Role of stochastic noise and generalization error in the time propagation of neural-network quantum states

Neural-network quantum states (NQS) have been shown to be a suitable variational ansatz to simulate out-of-equilibrium dynamics in two-dimensional systems using timedependent variational Monte Carlo (t-VMC). In particular, stable and accurate time propagation over long time scales has been observed in the square-lattice Heisenberg model using the Restricted Boltzmann machine architecture. However, achieving similar performance in other systems has proven to be more challenging. In this article, we focus on the two-leg Heisenberg ladder driven out of equilibrium by a pulsed excitation as a benchmark system. We demonstrate that unmitigated noise is strongly amplified by the nonlinear equations of motion for the network parameters, which causes numerical instabilities in the time evolution. As a consequence, the achievable accuracy of the simulated dynamics is a result of the interplay between network expressiveness and measures required to remedy these instabilities. We show that stability can be greatly improved by appropriate choice of regularization. This is particularly useful as tuning of the regularization typically imposes no additional computational cost. Inspired by machine learning practice, we propose a validation-set based diagnostic tool to help determining optimal regularization hyperparameters for t-VMC based propagation schemes.
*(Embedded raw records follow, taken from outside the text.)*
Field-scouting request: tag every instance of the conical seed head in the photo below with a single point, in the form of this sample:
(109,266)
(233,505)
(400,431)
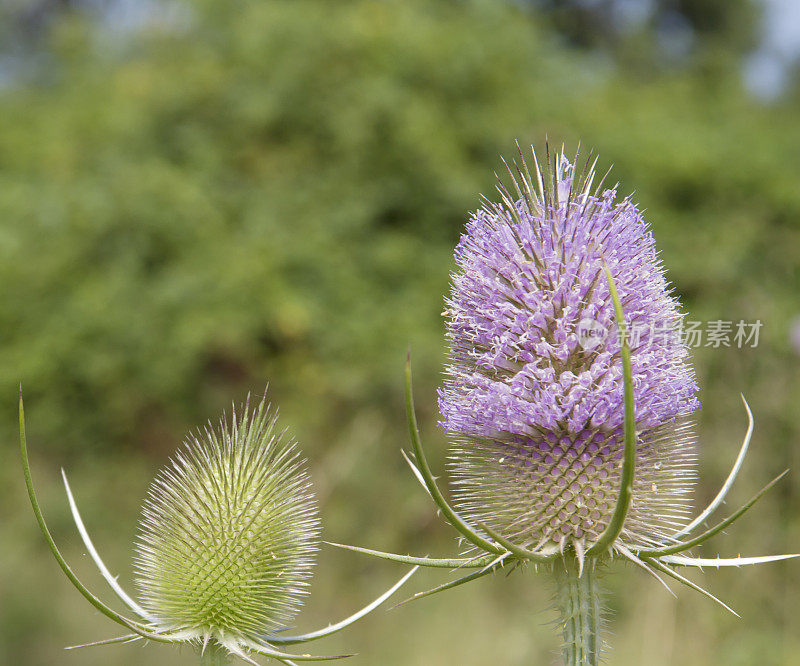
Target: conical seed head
(534,391)
(228,532)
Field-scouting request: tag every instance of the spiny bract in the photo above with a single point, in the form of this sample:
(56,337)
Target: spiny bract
(228,533)
(534,390)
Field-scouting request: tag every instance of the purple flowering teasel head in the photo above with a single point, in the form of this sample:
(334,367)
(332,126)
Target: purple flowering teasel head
(534,393)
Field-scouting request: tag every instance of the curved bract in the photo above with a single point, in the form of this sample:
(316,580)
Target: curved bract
(226,539)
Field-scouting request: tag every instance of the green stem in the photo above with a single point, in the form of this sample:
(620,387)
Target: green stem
(578,597)
(214,655)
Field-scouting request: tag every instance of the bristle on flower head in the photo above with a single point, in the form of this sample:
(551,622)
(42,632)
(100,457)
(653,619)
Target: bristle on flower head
(534,390)
(228,533)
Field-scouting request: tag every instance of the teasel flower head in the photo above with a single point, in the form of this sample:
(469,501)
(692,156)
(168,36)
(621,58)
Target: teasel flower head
(227,540)
(534,394)
(228,533)
(569,399)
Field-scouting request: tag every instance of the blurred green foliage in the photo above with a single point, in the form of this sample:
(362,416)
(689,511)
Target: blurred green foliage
(270,192)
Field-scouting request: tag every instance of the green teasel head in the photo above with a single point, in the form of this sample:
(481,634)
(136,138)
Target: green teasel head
(227,541)
(229,532)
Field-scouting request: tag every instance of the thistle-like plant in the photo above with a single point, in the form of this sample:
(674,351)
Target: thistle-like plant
(573,438)
(226,545)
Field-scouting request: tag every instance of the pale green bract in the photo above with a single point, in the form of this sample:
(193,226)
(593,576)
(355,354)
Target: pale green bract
(226,545)
(228,533)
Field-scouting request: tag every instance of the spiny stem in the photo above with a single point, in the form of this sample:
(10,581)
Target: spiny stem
(578,597)
(214,655)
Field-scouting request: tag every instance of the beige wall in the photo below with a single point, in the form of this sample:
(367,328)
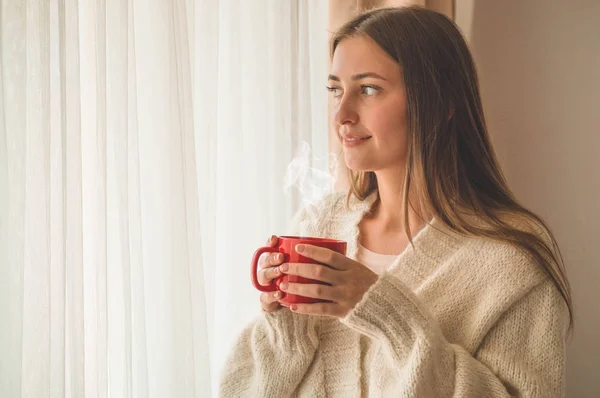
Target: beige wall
(539,65)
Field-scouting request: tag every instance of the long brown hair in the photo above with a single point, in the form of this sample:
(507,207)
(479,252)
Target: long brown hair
(450,159)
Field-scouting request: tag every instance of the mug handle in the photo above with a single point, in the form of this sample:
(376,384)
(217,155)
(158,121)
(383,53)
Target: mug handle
(257,254)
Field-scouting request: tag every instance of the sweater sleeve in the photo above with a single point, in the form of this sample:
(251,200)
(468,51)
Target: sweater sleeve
(523,354)
(272,354)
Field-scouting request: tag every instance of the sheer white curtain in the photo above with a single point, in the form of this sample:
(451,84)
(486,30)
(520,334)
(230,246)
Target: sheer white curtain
(143,150)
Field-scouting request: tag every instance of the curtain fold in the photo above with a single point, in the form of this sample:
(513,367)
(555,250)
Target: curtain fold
(147,148)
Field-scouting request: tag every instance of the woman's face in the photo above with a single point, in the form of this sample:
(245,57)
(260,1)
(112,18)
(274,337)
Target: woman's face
(369,100)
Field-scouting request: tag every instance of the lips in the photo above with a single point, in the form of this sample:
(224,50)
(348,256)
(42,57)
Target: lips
(349,137)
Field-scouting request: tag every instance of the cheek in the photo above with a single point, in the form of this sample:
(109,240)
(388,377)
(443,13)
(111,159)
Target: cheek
(389,125)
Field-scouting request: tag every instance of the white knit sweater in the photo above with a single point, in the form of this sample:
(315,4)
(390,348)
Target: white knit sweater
(453,316)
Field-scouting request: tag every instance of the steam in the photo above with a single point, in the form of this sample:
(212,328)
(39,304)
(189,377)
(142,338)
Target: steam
(313,184)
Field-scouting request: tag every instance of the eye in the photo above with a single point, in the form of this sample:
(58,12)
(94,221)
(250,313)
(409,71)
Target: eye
(369,90)
(333,90)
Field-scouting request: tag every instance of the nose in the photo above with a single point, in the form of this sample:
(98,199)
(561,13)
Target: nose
(344,112)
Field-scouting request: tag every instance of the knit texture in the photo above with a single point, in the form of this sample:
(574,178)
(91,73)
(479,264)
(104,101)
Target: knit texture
(452,316)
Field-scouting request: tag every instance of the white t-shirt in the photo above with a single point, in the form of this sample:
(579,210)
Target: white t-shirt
(374,261)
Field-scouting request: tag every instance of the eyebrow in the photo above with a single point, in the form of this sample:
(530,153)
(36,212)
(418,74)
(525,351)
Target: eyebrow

For our benchmark, we show that stable and accurate time propagation can be achieved in regimes of sufficiently regularized variational dynamics.

Automated summary

This article focuses on the time evolution of the two-leg Heisenberg ladder in a non-equilibrium state and finds that the nonlinear equations of motion amplify noise, leading to numerical instabilities. Stability can be greatly improved by appropriate choice of regularization, without additional computational cost.